Her roast chicken is the one I make when I want to feel competent. It is also the recipe Paul probably ate more than any other. Julia believed a properly roasted chicken was the true test of a cook. No sauce to hide behind. Just heat, butter, salt, and technique.

And the French onion soup is the recipe I think Julia would have eaten at those small Parisian restaurants she and Paul loved. The kind of food that feels simple but requires real care to get right. Caramelizing onions slowly for 40 minutes until they are sweet and dark. Building the broth with good stock and a splash of cognac. The gruyère on top, melted and bubbling under the broiler until it is almost burnt at the edges.
What the Play Gets Right
I have not seen The Recipe in person. San Diego is a long way from Massachusetts. But I have read every review I can find, and the thing that keeps coming through is how honest it is about Julia’s struggles.
She did not just walk into a kitchen and become Julia Child. She fought for it. She was rejected by publishers. She argued with her co-authors. She battled self-doubt constantly. The play apparently handles this without sentimentality, which is exactly how Julia would have wanted it.

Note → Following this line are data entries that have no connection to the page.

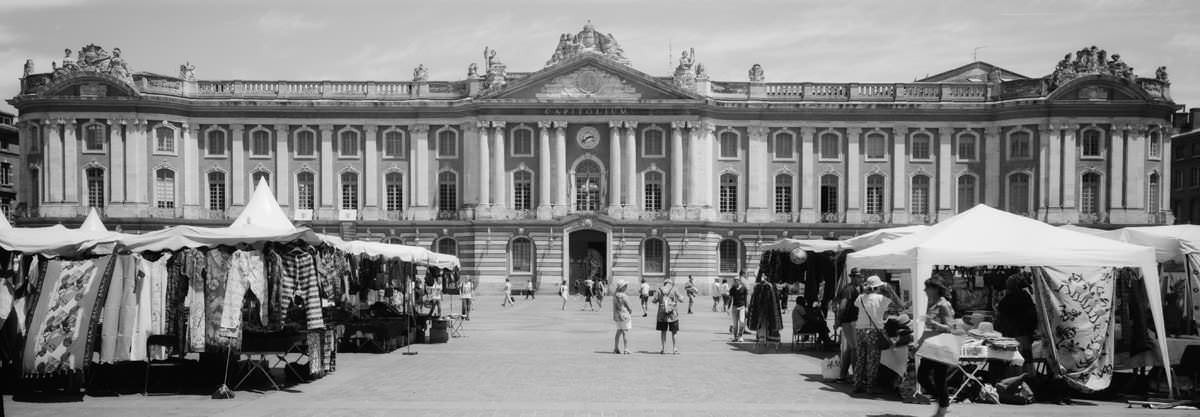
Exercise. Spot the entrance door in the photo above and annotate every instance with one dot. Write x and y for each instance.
(587, 258)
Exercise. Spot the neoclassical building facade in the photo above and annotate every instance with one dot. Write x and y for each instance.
(588, 165)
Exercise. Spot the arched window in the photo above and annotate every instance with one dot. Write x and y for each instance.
(306, 191)
(95, 187)
(921, 145)
(261, 143)
(1019, 193)
(349, 191)
(394, 193)
(653, 192)
(522, 189)
(1090, 194)
(729, 257)
(875, 194)
(729, 193)
(654, 257)
(522, 141)
(921, 194)
(587, 186)
(216, 191)
(876, 146)
(165, 188)
(448, 144)
(521, 255)
(306, 144)
(966, 192)
(448, 191)
(783, 193)
(394, 145)
(348, 144)
(729, 145)
(215, 143)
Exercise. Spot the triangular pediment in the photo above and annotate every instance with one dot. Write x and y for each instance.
(589, 78)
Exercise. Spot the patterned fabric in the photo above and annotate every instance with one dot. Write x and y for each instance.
(1078, 306)
(60, 338)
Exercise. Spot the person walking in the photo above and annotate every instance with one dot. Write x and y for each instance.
(873, 307)
(669, 315)
(623, 315)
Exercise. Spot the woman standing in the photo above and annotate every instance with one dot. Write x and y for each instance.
(873, 307)
(623, 315)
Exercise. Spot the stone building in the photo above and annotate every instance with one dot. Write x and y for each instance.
(591, 167)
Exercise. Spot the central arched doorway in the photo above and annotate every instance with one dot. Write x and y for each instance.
(587, 257)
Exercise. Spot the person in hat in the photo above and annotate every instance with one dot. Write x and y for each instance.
(873, 308)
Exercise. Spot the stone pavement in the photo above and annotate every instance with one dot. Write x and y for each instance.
(534, 360)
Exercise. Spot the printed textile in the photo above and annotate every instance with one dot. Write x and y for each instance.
(1077, 307)
(60, 338)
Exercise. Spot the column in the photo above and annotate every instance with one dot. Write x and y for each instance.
(945, 159)
(239, 177)
(544, 175)
(991, 177)
(282, 173)
(615, 188)
(808, 177)
(853, 176)
(562, 204)
(760, 186)
(900, 175)
(677, 210)
(371, 176)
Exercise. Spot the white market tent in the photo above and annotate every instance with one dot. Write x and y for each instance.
(985, 236)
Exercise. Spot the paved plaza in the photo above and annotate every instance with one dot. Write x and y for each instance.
(534, 360)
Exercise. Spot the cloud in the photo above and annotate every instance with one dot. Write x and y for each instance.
(276, 23)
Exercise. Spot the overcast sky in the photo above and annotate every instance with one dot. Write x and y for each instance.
(795, 41)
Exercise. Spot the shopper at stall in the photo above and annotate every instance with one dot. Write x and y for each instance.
(623, 315)
(873, 308)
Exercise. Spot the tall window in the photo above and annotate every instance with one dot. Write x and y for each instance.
(921, 194)
(653, 144)
(729, 255)
(1091, 143)
(828, 194)
(876, 146)
(306, 144)
(349, 191)
(831, 145)
(165, 188)
(921, 144)
(306, 191)
(966, 192)
(522, 189)
(729, 193)
(654, 255)
(521, 255)
(215, 143)
(348, 144)
(95, 187)
(94, 137)
(729, 145)
(587, 186)
(653, 192)
(1019, 193)
(394, 186)
(448, 144)
(165, 139)
(522, 143)
(875, 194)
(448, 191)
(783, 193)
(261, 143)
(1090, 193)
(216, 191)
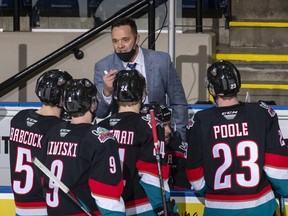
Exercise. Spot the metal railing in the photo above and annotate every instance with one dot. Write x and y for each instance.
(74, 46)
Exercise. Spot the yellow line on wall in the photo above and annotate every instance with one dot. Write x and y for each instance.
(265, 86)
(258, 24)
(251, 57)
(259, 86)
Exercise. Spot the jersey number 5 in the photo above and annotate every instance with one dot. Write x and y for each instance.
(23, 164)
(222, 180)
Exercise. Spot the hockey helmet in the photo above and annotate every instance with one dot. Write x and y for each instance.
(223, 78)
(79, 95)
(50, 85)
(129, 86)
(161, 111)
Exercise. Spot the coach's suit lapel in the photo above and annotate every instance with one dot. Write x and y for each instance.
(150, 73)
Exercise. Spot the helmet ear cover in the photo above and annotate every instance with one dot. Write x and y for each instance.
(50, 85)
(223, 79)
(80, 96)
(129, 86)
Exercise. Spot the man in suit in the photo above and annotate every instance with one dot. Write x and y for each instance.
(163, 83)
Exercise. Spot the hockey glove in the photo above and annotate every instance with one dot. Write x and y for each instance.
(170, 209)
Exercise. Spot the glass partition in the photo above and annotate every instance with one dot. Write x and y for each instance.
(78, 15)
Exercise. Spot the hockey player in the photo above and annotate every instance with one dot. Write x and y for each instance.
(142, 192)
(236, 151)
(27, 129)
(84, 157)
(176, 150)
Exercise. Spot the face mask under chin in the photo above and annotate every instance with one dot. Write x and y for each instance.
(127, 56)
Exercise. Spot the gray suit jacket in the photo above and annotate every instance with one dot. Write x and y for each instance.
(162, 81)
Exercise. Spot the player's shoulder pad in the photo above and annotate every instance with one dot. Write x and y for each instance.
(270, 110)
(102, 134)
(147, 119)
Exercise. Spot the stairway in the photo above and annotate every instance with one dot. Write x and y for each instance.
(258, 46)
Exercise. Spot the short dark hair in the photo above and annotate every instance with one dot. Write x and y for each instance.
(125, 21)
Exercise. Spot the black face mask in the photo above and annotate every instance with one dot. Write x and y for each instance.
(126, 57)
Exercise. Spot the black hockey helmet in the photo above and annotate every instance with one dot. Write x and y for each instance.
(129, 86)
(224, 78)
(50, 85)
(79, 95)
(162, 112)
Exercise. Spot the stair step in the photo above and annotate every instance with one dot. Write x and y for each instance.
(268, 24)
(258, 34)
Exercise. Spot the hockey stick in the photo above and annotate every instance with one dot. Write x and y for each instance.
(60, 184)
(156, 146)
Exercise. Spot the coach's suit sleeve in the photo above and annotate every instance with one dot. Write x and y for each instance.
(103, 108)
(163, 80)
(177, 99)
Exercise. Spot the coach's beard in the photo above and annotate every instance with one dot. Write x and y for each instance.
(127, 56)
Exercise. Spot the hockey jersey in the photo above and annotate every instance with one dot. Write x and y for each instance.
(27, 129)
(133, 132)
(85, 158)
(236, 158)
(176, 153)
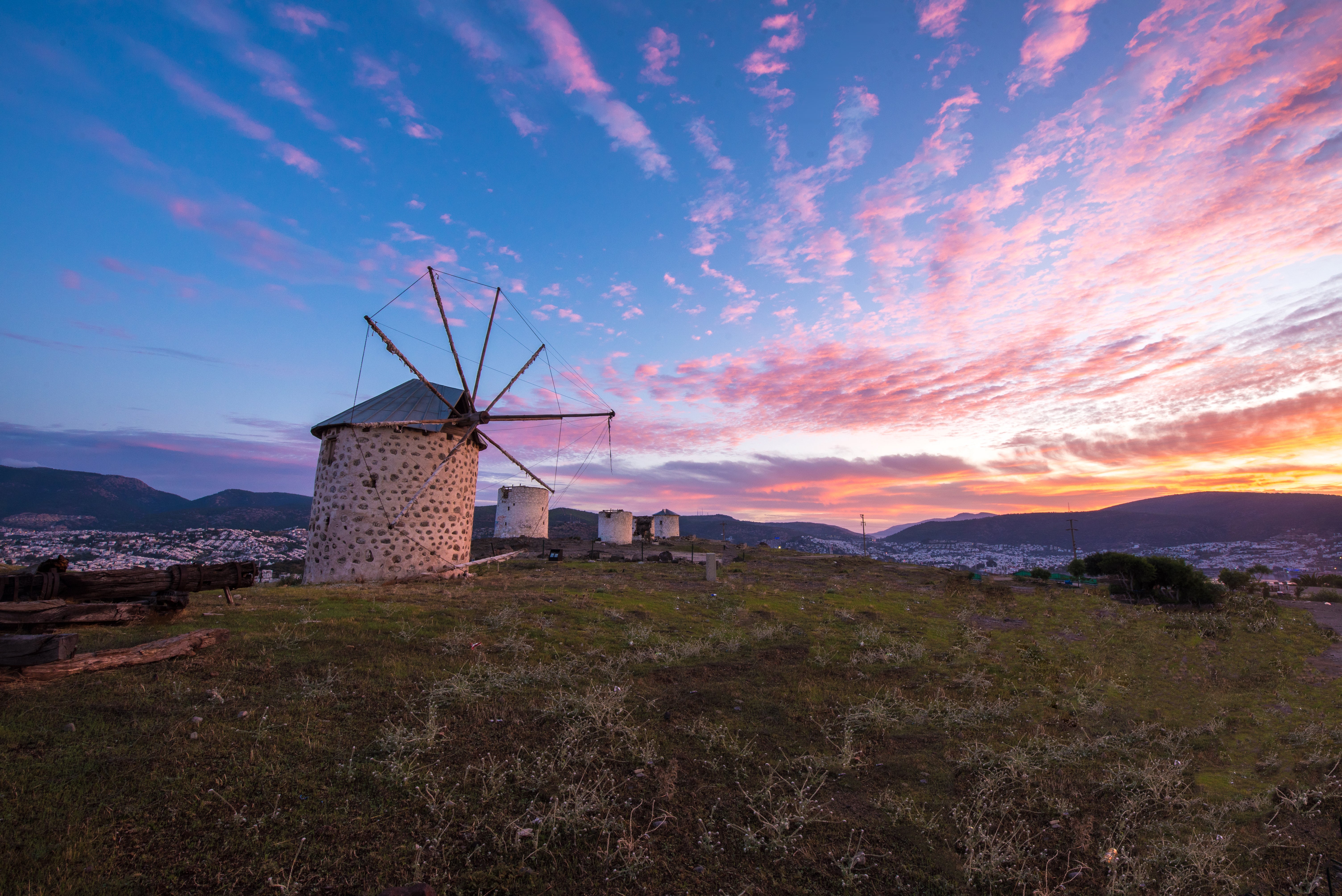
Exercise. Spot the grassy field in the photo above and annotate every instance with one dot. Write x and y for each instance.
(803, 726)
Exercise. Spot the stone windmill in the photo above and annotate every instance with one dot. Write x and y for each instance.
(396, 475)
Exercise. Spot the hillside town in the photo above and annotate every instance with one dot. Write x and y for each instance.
(93, 549)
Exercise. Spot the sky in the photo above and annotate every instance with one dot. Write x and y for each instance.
(901, 259)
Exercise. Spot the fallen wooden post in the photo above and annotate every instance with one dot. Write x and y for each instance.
(33, 650)
(62, 614)
(461, 568)
(117, 658)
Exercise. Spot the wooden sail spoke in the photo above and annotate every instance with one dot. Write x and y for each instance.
(516, 462)
(484, 348)
(516, 377)
(450, 341)
(391, 347)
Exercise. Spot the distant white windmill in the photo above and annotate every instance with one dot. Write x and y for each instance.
(396, 475)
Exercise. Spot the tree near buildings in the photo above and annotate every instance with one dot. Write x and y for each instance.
(1179, 581)
(1135, 572)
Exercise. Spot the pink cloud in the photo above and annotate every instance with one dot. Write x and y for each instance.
(406, 234)
(570, 68)
(940, 18)
(733, 313)
(659, 53)
(387, 82)
(830, 251)
(304, 21)
(768, 61)
(277, 74)
(733, 285)
(1062, 31)
(680, 288)
(947, 61)
(799, 191)
(194, 94)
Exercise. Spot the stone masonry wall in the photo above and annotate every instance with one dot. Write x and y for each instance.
(366, 475)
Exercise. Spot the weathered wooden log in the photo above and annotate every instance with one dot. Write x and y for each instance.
(62, 614)
(31, 650)
(117, 658)
(127, 584)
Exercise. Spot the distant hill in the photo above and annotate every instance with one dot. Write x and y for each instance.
(1156, 522)
(900, 528)
(45, 498)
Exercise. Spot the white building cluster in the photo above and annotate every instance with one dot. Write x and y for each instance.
(95, 549)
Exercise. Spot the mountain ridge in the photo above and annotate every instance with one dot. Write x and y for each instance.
(50, 498)
(1156, 522)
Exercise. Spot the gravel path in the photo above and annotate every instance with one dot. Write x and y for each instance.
(1328, 616)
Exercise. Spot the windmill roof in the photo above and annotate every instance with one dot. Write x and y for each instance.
(408, 402)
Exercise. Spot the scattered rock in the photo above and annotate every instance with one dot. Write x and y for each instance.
(999, 626)
(410, 890)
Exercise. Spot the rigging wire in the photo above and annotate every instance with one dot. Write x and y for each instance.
(531, 383)
(582, 382)
(567, 371)
(560, 408)
(399, 296)
(583, 466)
(368, 332)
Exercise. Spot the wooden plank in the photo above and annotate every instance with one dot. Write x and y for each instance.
(31, 650)
(117, 658)
(62, 614)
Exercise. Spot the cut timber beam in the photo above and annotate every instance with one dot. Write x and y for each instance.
(117, 658)
(62, 614)
(33, 650)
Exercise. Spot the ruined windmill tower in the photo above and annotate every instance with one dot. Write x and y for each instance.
(371, 466)
(523, 512)
(615, 528)
(396, 475)
(666, 524)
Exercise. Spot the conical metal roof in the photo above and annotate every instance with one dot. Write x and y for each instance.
(408, 402)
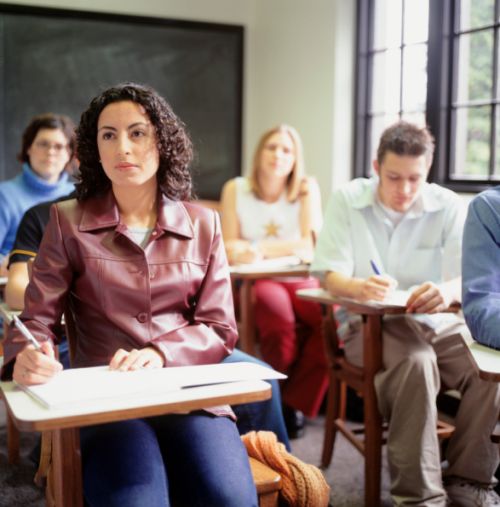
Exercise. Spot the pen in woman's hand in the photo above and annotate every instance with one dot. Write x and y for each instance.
(26, 333)
(374, 267)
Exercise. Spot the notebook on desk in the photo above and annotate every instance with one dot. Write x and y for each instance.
(264, 265)
(79, 385)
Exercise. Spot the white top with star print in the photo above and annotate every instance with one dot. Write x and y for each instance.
(262, 220)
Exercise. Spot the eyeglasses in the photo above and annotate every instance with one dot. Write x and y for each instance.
(46, 145)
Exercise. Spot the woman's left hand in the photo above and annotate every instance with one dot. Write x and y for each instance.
(135, 359)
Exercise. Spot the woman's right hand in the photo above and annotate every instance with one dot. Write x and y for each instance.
(376, 287)
(36, 366)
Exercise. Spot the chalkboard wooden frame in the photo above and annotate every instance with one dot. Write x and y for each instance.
(57, 60)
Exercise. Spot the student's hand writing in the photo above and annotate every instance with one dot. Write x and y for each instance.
(135, 359)
(376, 287)
(428, 298)
(36, 367)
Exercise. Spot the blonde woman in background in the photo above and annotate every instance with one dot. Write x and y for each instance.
(273, 213)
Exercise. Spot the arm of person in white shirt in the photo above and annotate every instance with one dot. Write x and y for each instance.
(376, 287)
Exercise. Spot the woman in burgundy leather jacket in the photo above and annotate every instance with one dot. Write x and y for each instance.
(145, 276)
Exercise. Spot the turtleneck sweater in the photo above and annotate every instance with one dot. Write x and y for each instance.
(20, 193)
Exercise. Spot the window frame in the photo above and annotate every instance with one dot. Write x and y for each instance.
(442, 65)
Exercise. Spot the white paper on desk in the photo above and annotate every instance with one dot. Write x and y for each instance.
(397, 298)
(268, 264)
(79, 385)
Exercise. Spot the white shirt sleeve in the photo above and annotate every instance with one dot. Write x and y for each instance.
(334, 249)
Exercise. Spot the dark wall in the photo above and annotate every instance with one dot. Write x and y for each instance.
(56, 60)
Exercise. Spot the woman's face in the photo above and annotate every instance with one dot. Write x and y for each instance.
(278, 155)
(49, 154)
(127, 146)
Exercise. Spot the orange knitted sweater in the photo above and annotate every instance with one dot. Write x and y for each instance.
(303, 485)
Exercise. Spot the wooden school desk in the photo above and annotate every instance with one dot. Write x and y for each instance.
(64, 423)
(12, 432)
(245, 276)
(360, 378)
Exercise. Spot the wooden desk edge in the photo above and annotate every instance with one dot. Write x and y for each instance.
(351, 305)
(241, 275)
(99, 417)
(477, 348)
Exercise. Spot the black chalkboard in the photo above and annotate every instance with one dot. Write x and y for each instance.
(57, 60)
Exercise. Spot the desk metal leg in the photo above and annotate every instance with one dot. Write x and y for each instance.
(12, 440)
(247, 335)
(372, 350)
(67, 468)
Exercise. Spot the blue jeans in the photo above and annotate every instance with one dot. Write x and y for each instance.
(260, 415)
(174, 460)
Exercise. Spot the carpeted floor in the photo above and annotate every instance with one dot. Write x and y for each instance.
(345, 475)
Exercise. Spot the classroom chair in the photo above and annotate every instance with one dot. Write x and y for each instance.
(361, 379)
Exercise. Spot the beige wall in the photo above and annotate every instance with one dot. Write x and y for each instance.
(299, 58)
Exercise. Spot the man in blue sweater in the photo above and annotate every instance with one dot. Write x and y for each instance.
(48, 146)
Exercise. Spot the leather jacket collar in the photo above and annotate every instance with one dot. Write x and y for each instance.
(102, 213)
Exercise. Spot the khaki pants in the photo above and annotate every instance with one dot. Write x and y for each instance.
(418, 363)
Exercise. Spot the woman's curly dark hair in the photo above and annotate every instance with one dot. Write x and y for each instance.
(174, 145)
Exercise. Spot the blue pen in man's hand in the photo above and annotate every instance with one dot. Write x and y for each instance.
(374, 267)
(26, 333)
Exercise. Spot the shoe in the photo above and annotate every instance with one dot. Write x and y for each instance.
(462, 493)
(294, 422)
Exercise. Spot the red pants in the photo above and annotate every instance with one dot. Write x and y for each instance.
(302, 358)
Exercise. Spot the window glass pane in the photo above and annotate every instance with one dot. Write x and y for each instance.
(475, 66)
(415, 118)
(378, 125)
(472, 143)
(416, 21)
(387, 27)
(497, 142)
(476, 13)
(386, 81)
(414, 77)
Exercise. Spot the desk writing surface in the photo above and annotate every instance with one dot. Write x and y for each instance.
(487, 361)
(30, 415)
(395, 304)
(75, 386)
(289, 264)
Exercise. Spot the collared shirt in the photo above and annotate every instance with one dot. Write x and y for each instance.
(425, 245)
(481, 268)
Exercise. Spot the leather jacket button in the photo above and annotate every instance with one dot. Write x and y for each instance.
(142, 317)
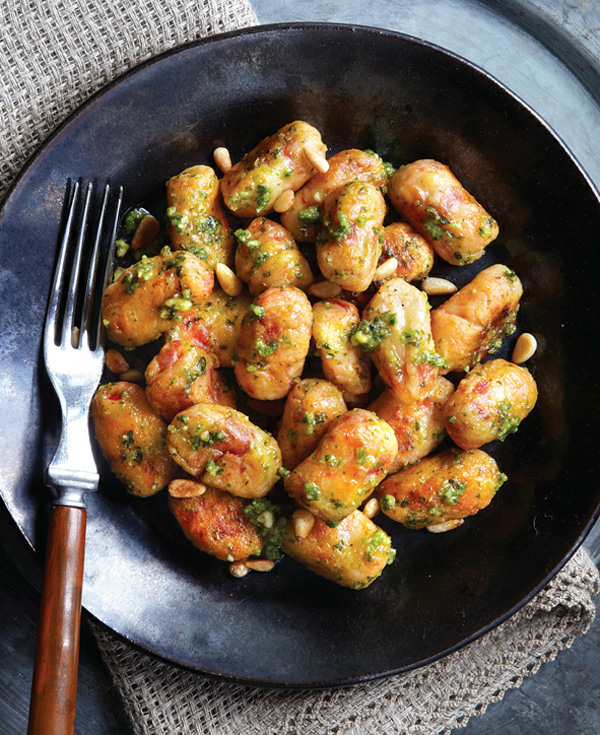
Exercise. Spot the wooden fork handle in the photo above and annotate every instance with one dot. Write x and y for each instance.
(54, 685)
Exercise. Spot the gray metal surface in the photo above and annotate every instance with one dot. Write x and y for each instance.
(547, 52)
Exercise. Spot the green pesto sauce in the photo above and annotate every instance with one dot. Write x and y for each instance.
(433, 224)
(312, 491)
(310, 215)
(508, 422)
(270, 520)
(452, 491)
(263, 197)
(367, 334)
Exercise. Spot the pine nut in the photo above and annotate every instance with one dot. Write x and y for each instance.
(228, 281)
(267, 408)
(371, 507)
(260, 565)
(115, 362)
(317, 160)
(386, 269)
(284, 201)
(445, 526)
(222, 158)
(525, 348)
(438, 286)
(132, 376)
(147, 230)
(325, 290)
(186, 488)
(238, 569)
(302, 523)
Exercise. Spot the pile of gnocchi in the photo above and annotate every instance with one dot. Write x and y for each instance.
(296, 381)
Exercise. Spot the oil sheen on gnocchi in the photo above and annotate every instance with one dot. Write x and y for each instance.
(316, 402)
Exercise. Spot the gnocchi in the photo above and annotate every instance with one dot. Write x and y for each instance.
(295, 380)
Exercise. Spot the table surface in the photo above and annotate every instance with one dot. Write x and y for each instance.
(548, 53)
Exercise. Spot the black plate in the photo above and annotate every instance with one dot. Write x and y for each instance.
(405, 99)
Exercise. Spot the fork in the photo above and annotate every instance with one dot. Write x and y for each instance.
(74, 359)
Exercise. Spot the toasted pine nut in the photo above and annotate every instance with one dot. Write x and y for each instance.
(186, 488)
(284, 201)
(238, 569)
(386, 269)
(302, 523)
(228, 281)
(445, 526)
(317, 159)
(115, 362)
(325, 290)
(525, 348)
(267, 408)
(132, 376)
(147, 230)
(371, 507)
(260, 565)
(438, 286)
(222, 158)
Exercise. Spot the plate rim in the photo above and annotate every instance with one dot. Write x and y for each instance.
(294, 27)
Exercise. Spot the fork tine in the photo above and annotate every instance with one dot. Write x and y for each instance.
(56, 295)
(71, 300)
(91, 321)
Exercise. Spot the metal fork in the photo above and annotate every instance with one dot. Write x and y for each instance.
(74, 359)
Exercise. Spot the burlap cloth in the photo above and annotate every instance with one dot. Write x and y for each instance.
(53, 55)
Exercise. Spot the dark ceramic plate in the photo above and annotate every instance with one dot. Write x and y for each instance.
(405, 99)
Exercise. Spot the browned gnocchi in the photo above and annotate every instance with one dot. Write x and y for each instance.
(420, 426)
(440, 491)
(273, 343)
(310, 407)
(397, 332)
(303, 218)
(148, 297)
(343, 363)
(349, 462)
(267, 255)
(489, 403)
(413, 254)
(197, 218)
(132, 438)
(183, 374)
(215, 324)
(472, 323)
(215, 523)
(353, 553)
(281, 162)
(222, 447)
(350, 242)
(296, 385)
(432, 200)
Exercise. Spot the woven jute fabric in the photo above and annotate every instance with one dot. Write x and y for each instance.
(164, 700)
(53, 55)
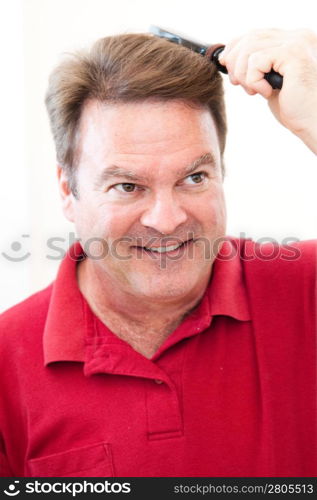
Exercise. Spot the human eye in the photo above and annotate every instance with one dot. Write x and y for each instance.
(196, 178)
(125, 187)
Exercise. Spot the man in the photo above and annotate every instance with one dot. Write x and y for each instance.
(162, 348)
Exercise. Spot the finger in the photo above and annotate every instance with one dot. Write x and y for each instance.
(260, 63)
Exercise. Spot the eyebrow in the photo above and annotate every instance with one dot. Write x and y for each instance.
(115, 171)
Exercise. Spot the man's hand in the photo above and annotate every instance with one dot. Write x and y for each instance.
(293, 54)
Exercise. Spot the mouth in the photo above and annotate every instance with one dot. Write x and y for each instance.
(170, 250)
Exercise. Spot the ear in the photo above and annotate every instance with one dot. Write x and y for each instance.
(68, 199)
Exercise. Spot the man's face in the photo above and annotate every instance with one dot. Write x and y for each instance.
(149, 177)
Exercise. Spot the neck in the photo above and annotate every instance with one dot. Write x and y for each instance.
(143, 322)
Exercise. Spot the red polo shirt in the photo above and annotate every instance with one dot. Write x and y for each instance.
(231, 392)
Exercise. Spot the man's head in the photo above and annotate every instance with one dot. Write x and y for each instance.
(128, 68)
(139, 143)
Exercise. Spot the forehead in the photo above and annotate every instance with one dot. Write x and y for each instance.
(144, 130)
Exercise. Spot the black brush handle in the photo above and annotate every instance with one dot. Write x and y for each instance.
(274, 78)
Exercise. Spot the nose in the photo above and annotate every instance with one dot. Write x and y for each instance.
(164, 215)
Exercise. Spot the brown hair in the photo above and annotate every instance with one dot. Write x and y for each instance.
(123, 68)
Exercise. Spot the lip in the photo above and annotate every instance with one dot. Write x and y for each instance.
(178, 251)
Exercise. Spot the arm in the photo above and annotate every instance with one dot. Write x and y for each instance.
(293, 54)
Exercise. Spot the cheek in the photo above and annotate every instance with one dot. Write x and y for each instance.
(101, 221)
(211, 209)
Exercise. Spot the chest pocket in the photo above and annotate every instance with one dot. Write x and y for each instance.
(88, 461)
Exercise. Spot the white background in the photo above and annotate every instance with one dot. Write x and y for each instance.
(271, 176)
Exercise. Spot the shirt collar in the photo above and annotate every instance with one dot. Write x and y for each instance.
(66, 324)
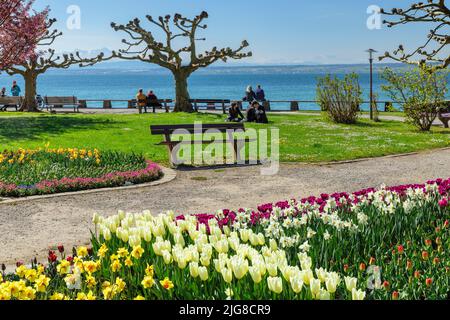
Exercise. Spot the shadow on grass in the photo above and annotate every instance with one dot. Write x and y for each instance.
(33, 128)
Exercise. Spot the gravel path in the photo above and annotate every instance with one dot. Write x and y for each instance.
(29, 228)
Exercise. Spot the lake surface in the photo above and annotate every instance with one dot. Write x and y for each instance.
(279, 82)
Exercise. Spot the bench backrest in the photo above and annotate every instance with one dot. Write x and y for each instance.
(210, 101)
(61, 100)
(10, 100)
(191, 128)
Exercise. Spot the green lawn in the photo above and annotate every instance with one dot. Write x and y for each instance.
(303, 138)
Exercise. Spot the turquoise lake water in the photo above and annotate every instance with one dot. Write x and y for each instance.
(279, 82)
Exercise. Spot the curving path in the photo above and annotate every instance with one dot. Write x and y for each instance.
(29, 228)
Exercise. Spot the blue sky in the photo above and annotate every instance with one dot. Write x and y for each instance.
(279, 31)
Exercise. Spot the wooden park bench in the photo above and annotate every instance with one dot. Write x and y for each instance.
(165, 104)
(61, 102)
(229, 129)
(10, 102)
(210, 104)
(444, 116)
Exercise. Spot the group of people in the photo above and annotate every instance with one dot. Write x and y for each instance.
(256, 111)
(15, 90)
(149, 100)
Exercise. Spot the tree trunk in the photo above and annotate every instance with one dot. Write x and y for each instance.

One review described a moment near the end where Christina Kirk steps in front of a camera and transforms into the mature Julia Child we remember. Apparently the audience gasped. After two and a half hours of watching this woman struggle and push and refuse to give up, seeing her finally become the person the world would know must hit differently than any documentary or biopic ever could.
The play also digs into her marriage with Paul in a way that feels real. He was the one who introduced her to good food. He photographed dishes for her cookbooks. He supported her when everyone else doubted her. Their partnership lasted nearly fifty years. If you want to know more about their life together, I wrote about the homes they shared and Julia’s surprising wartime career.

Why This Matters Now
Julia Child has been dead for more than twenty years. There have been films, an HBO series, a Food Network competition, and now a play. People keep telling her story because it keeps being relevant.
A woman who did not find her calling until her late thirties. Who faced rejection and kept going. Who insisted that cooking should be joyful, never intimidating. Who made mistakes on camera and laughed them off.
In a time when most cooking content is designed to look perfect and perform well on algorithms, Julia’s approach feels almost radical. She was messy. She was real. She was more interested in whether the food tasted good than whether the photograph looked right.
I think that is why The Recipe is selling out.
If you are near San Diego before March 29, tickets are available at La Jolla Playhouse. If not, you can do what I am doing this weekend: pull Mastering the Art of French Cooking off the shelf, turn to page 315, and cook the dish that started it all.